Benchmark suite and community leaderboard for local LLM inference on Apple Silicon.
Run it. Share your results. Compare across hardware.

License Python 3.10+ Apple Silicon Contributions Welcome


What is mlx-Chronos?

mlx-Chronos is a standardized benchmarking tool for local LLM inference engines on Apple Silicon.

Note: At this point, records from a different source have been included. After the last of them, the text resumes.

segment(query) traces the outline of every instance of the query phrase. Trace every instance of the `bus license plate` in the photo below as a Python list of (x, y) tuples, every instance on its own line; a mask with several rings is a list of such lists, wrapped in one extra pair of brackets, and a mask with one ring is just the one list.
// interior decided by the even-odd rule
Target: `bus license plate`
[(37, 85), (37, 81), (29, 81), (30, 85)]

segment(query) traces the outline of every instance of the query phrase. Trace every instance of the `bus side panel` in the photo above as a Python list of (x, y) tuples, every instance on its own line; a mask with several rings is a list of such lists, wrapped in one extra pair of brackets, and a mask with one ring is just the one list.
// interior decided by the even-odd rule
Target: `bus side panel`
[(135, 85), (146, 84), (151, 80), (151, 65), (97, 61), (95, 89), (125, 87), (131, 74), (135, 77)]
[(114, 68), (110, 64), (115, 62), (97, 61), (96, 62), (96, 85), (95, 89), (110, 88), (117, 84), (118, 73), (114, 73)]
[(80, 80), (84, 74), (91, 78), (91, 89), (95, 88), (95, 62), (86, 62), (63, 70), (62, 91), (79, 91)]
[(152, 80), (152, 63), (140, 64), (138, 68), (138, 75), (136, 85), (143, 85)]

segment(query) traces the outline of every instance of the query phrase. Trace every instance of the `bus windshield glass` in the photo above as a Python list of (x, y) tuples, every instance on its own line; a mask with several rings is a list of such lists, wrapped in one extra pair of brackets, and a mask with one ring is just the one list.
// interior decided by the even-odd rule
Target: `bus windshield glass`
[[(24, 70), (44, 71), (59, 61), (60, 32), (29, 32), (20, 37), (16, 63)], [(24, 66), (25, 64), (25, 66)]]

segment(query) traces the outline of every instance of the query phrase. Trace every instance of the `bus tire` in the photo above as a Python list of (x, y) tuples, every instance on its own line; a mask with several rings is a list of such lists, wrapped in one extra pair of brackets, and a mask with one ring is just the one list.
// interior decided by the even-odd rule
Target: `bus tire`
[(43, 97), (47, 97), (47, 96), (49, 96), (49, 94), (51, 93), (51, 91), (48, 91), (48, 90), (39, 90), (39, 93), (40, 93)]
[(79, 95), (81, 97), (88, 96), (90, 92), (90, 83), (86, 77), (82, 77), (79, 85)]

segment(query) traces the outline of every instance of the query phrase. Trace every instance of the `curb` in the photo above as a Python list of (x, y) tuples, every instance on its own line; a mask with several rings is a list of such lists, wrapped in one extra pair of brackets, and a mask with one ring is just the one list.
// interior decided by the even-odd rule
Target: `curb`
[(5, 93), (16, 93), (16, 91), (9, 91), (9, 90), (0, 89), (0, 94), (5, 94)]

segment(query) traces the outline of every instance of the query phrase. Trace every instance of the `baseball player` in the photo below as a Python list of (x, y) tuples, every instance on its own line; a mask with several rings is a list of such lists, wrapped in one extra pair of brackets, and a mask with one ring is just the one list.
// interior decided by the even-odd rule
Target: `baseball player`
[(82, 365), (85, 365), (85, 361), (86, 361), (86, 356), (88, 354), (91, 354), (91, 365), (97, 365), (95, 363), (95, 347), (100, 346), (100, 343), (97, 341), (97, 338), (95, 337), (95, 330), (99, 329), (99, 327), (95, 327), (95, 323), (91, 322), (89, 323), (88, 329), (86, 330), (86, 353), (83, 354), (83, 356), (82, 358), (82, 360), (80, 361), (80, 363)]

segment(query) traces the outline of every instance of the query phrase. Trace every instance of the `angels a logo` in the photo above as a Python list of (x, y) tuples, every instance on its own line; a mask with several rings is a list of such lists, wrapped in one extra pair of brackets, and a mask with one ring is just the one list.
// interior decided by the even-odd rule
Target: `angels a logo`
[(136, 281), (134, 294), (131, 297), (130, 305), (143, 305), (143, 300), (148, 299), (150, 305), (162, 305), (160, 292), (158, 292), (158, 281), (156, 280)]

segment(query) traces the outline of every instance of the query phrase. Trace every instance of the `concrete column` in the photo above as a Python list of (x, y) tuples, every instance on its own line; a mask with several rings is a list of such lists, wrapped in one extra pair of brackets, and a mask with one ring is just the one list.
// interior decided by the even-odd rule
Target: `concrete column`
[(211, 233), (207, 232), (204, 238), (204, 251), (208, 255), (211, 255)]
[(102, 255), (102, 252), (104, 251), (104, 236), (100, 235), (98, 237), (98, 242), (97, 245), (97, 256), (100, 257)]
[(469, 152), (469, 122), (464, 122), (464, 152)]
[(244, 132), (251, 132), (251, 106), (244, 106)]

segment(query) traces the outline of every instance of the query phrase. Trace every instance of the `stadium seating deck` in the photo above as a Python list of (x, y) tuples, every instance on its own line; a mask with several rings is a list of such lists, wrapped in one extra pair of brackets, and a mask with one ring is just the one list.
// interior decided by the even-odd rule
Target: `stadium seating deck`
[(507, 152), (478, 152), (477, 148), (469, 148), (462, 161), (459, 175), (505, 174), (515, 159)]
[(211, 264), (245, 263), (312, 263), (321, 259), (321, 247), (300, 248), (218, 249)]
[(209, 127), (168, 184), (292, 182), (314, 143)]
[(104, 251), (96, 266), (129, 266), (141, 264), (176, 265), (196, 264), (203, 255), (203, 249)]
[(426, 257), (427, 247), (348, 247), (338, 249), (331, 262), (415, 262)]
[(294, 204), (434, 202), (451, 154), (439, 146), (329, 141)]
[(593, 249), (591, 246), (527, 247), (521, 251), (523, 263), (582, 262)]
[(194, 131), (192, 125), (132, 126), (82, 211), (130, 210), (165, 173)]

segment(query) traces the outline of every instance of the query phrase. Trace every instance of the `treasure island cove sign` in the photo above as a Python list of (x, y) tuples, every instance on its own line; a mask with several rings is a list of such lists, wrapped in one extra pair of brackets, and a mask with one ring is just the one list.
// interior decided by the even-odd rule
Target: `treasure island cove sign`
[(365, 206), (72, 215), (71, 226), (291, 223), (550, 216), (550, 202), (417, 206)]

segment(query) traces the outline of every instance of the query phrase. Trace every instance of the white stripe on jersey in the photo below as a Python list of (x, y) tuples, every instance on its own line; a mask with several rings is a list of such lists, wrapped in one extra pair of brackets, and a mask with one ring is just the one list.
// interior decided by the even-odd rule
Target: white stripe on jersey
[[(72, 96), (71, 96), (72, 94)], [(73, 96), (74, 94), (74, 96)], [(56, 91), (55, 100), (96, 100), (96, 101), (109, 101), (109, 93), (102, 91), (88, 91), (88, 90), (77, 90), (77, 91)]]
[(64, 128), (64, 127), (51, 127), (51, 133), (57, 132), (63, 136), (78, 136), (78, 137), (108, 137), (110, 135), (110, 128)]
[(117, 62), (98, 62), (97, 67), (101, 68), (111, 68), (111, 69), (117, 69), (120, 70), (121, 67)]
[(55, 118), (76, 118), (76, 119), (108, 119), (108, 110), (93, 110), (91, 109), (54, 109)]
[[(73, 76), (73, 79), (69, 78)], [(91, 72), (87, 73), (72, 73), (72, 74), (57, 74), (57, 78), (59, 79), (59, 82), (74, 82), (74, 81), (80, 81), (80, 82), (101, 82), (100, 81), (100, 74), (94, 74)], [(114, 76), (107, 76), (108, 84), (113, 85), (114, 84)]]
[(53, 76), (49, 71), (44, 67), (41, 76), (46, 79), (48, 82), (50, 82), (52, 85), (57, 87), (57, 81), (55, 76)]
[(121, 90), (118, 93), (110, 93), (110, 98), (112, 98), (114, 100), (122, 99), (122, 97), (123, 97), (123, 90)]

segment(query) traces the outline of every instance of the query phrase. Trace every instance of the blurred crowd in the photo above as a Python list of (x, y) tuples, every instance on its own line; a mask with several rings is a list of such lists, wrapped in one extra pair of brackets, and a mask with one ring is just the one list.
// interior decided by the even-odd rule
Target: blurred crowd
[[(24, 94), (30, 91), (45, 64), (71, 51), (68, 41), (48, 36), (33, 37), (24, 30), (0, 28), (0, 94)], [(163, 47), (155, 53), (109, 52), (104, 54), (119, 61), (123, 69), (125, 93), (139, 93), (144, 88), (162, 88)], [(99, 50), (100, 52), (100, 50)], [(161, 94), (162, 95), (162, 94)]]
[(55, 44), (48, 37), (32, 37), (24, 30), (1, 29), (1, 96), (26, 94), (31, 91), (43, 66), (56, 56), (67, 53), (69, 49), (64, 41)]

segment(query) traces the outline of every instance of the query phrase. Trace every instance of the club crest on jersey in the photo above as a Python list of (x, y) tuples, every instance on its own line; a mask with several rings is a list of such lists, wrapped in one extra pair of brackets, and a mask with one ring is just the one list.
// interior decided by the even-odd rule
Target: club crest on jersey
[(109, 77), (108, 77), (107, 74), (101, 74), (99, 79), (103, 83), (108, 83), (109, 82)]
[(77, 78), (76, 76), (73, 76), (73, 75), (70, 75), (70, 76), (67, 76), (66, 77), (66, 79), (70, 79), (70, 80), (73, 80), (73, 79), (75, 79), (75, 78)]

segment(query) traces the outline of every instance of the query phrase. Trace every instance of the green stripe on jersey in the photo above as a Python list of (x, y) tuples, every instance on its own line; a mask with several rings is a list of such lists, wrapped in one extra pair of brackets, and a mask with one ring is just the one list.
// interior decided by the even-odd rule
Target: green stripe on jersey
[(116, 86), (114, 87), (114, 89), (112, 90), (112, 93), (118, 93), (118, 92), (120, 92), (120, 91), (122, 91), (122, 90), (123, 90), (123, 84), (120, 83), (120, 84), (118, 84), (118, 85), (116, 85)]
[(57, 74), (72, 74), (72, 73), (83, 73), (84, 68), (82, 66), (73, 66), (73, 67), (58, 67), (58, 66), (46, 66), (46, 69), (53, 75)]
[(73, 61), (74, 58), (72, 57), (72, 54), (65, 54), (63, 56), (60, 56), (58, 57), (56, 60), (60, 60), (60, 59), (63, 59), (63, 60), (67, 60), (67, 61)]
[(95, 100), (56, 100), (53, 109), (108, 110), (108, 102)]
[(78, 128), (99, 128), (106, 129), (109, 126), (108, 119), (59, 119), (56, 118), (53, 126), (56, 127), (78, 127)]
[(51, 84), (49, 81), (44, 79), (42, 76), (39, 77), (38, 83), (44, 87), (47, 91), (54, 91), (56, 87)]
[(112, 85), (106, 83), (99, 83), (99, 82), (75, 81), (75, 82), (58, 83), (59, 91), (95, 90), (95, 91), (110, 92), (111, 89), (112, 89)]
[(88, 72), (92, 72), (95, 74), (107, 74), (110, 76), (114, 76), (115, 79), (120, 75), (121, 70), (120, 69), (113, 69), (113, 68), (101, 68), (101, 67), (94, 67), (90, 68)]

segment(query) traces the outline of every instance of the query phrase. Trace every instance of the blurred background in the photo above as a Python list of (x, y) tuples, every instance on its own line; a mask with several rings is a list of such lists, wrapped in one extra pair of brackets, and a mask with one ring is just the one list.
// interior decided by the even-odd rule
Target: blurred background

It automatically detects your hardware, runs a consistent set of tests across installed engines, and produces a structured JSON result you can contribute to the community leaderboard.

Supported engines:

Metrics measured:

  • TTFT — Time to First Token (cold and cached, with statistics)
  • tok/s — Generation throughput (mean, stddev, min, max across trials)
  • Engine RSS — Peak RSS of the engine server process during the benchmark when available
  • System RAM peak — Peak total Mac RAM in use during the benchmark
  • Tool calling — Success rate (coming in v0.2)

How It Works

When you run mlx-Chronos, it executes a fixed benchmark protocol against the running engine:

Cold TTFT — sends a prompt to the model and measures the time from request to first non-empty streamed token, including whitespace-only text tokens. Each trial uses a unique prompt to avoid cache hits.

Cached TTFT — sends the same fixed prompt on every cached trial. A priming call loads it into cache first, then cached trials run consecutively. This measures cache performance without interleaving unrelated prompts between cached measurements.

Throughput (tok/s) — measures tokens generated per second using a standard fixed prompt, identical across all engines and versions.

Peak engine RSS — measures the resident memory of the engine server process after warmup, through the recorded benchmark phases. This is intentionally not the total memory occupied by the loaded model or by macOS/Metal unified memory. It is meant to compare how light or heavy each engine process is while serving the same model. The default RSS sampling interval is 50ms and can be changed with --ram-sample-interval.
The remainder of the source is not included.